Before an organization can begin to expand its circle of influence, its members must be disciplined, loyal and united.
The tribe of Benjamin has taught nations, organisations, churches and families never to be dispirited by one’s size and humble beginnings. It is possible for a small organisation to wield great influences over time. The Benjamites has taught us that an organisation cannot begin to expand its circle of influence unless individuals are disciplined, loyal to one another, and united in vision. Therefore, an organisation in her inception must take time to lay a proper foundation by choosing leaders that are likeminded, loyal and disciplined in their lifestyle. Some organisations did not wait for the right leaders to emerge and to be sufficiently trained, but launched out prematurely causing irreparable damage to themselves. Some churches suppose that grace has lifted the demands of the law down play obedience towards God’s instructions and to the leadership. In the same token, their members have little loyalty and commitment towards the church apart from the weekly service. Such churches make little impact to the society apart from the promise of blessings and more grace.
The Benjamites, determined not to be undermined by their size, trained their warriors to fight left handed so as to be able to wrong foot their enemies (see Judges 20:16). They were also reputed as being extremely disciplined, spirited warriors and skilled archers (1 Chronicles 8:40). They were fiercely united and loyal under the command of their leadership. However, solidarity and military superiority did not ensure the tribe’s expanding influence. Benjamin had its dark side. Their military prowess came out not only in defence of their country but also in depravity within their country. Israel sought vengeance against the Benjamites for the horrific abuse and death of a Levite’s concubine. Because of the Benjamites’ undying loyalty towards one another, they refused to give up their perpetrators. Hence, Benjamin took up offence against the other 11 tribes of Israel as one man, and civil war broke out. As we know it, the Benjamites were nearly wiped out by an ambush, but not before cutting down 40,000 Israelites at the battlefield (see Judges 19-21).
Although, the Benjamites were well disciplined and united as a tribe, their moral depravity led to their downfall. The Benjamites’relentless loyalty to the leadership and to one another saw their population reduced to a mere 600 men. Without due submission to God, we see their greatest strength had also become their greatest weakness.
What qualities must members of a influential organisation possess?
- The leadership must submit to the supervision of God and His laws.
- There must be solidarity under one vision where the membership is derived not out of personal gain but the vision of the organisation. In other words, members must not be self-centred, but strive for the good of the whole.
- Members must be loyal to the leadership and to one another.
- Members must be disciplined in doing their part in upholding the functioning of the organisation.

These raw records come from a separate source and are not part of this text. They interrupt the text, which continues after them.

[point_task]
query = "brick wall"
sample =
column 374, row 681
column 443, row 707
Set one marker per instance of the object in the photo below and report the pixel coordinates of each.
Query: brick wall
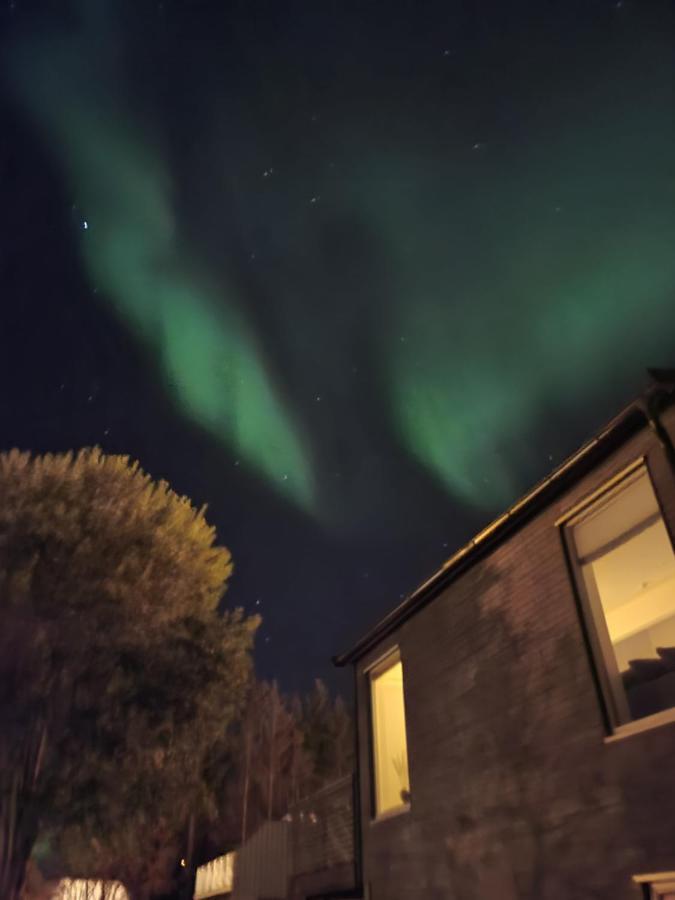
column 515, row 791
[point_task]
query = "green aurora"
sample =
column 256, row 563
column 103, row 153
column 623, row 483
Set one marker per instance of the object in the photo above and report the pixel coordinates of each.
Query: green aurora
column 518, row 283
column 137, row 259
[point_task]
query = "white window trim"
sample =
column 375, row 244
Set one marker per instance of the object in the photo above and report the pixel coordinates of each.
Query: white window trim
column 389, row 658
column 646, row 723
column 618, row 730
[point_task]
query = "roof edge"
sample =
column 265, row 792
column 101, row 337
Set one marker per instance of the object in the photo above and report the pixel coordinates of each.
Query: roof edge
column 632, row 418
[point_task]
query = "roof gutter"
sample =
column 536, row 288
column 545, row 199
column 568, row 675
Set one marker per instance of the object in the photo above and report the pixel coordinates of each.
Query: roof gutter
column 646, row 409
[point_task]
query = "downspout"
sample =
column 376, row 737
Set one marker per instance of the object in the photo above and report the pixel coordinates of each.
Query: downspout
column 652, row 405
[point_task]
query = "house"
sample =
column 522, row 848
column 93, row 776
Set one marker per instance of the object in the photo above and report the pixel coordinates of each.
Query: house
column 516, row 713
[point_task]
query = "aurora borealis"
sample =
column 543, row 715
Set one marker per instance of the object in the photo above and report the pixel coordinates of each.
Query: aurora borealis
column 385, row 265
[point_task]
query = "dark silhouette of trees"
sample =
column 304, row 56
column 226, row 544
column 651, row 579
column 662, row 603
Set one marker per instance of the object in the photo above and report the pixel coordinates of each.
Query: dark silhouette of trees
column 118, row 674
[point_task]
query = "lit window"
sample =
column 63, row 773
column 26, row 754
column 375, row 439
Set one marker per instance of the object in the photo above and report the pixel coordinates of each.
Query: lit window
column 626, row 566
column 390, row 749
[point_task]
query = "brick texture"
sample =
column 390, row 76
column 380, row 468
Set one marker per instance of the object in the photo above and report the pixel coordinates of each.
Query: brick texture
column 515, row 791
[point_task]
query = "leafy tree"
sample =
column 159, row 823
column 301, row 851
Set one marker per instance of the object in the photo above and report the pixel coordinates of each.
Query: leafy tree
column 118, row 673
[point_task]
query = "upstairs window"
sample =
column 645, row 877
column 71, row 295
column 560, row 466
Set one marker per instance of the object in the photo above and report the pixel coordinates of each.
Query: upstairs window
column 657, row 887
column 390, row 748
column 626, row 569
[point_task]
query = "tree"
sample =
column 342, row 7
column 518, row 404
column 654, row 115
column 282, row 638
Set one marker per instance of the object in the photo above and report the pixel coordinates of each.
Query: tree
column 118, row 672
column 328, row 734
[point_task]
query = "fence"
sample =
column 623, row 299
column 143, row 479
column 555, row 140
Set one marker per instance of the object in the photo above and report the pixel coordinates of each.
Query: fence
column 322, row 829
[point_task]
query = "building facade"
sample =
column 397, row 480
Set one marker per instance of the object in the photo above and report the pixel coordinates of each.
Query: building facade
column 516, row 714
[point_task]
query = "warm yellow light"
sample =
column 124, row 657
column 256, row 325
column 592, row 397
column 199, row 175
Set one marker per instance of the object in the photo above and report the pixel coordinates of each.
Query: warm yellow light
column 392, row 784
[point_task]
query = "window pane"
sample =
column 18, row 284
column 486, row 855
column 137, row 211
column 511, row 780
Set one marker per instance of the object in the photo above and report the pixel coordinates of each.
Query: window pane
column 392, row 786
column 628, row 567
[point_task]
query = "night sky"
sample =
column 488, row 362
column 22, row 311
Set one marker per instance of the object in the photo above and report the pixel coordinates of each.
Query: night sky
column 354, row 274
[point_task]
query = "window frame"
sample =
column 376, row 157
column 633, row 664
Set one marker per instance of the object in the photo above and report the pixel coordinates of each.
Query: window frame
column 656, row 885
column 378, row 667
column 591, row 615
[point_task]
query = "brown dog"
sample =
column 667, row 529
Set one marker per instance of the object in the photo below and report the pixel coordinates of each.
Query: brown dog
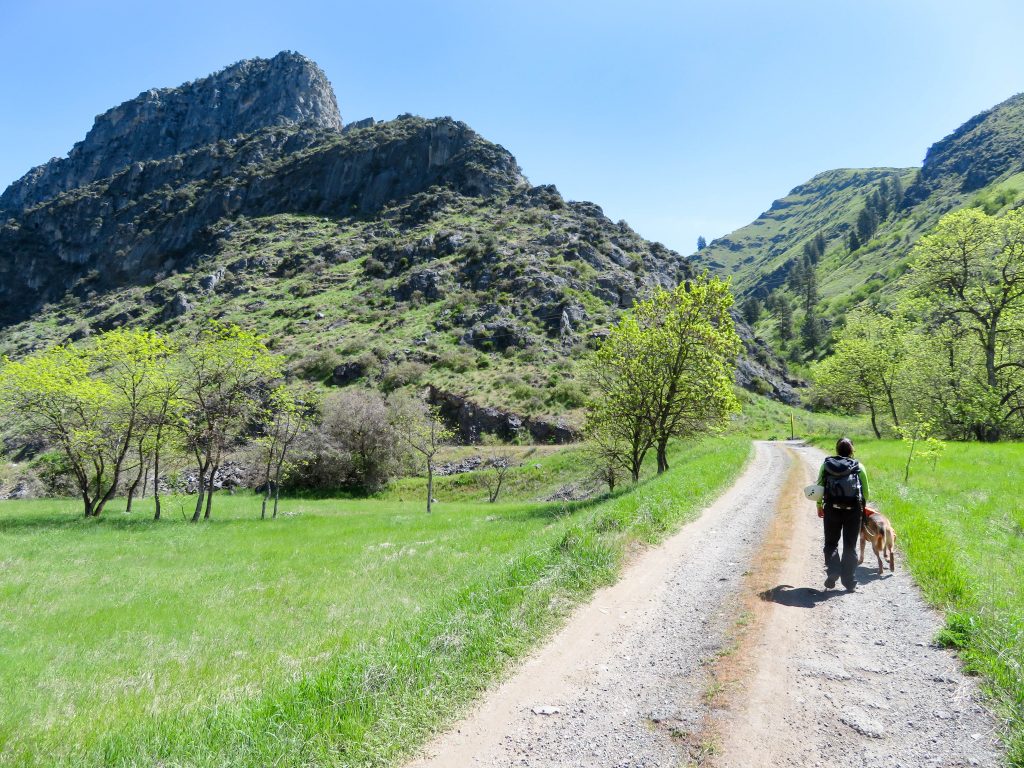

- Members must possess a spirit of tenacity and excellence in their respective responsibilities.
- Members must be accountable and having the same care for one another.
To what degree is your church disciplined and united under the vision of God? The first degree is expressed by members’ commitment to read God’s word and to do His will. The second degree is members’ commitment towards Sabbath worship and in giving their tithes and offerings as commanded by God. The third degree is members’ loyalty towards the leadership and towards one another. The fourth degree is members’ commitment to participate and work out the church’s vision for the year.
Dear Lord, I pray for my church that we will be a community that is united under God’s command. Use me as a unifying element that will bridge the differences within the community. Use me as a voice to amplify and remind the community of the church’s vision for the year. Cause me to be disciplined in hearing your voice and to do your will on a daily basis. In Jesus’ name I pray. Amen.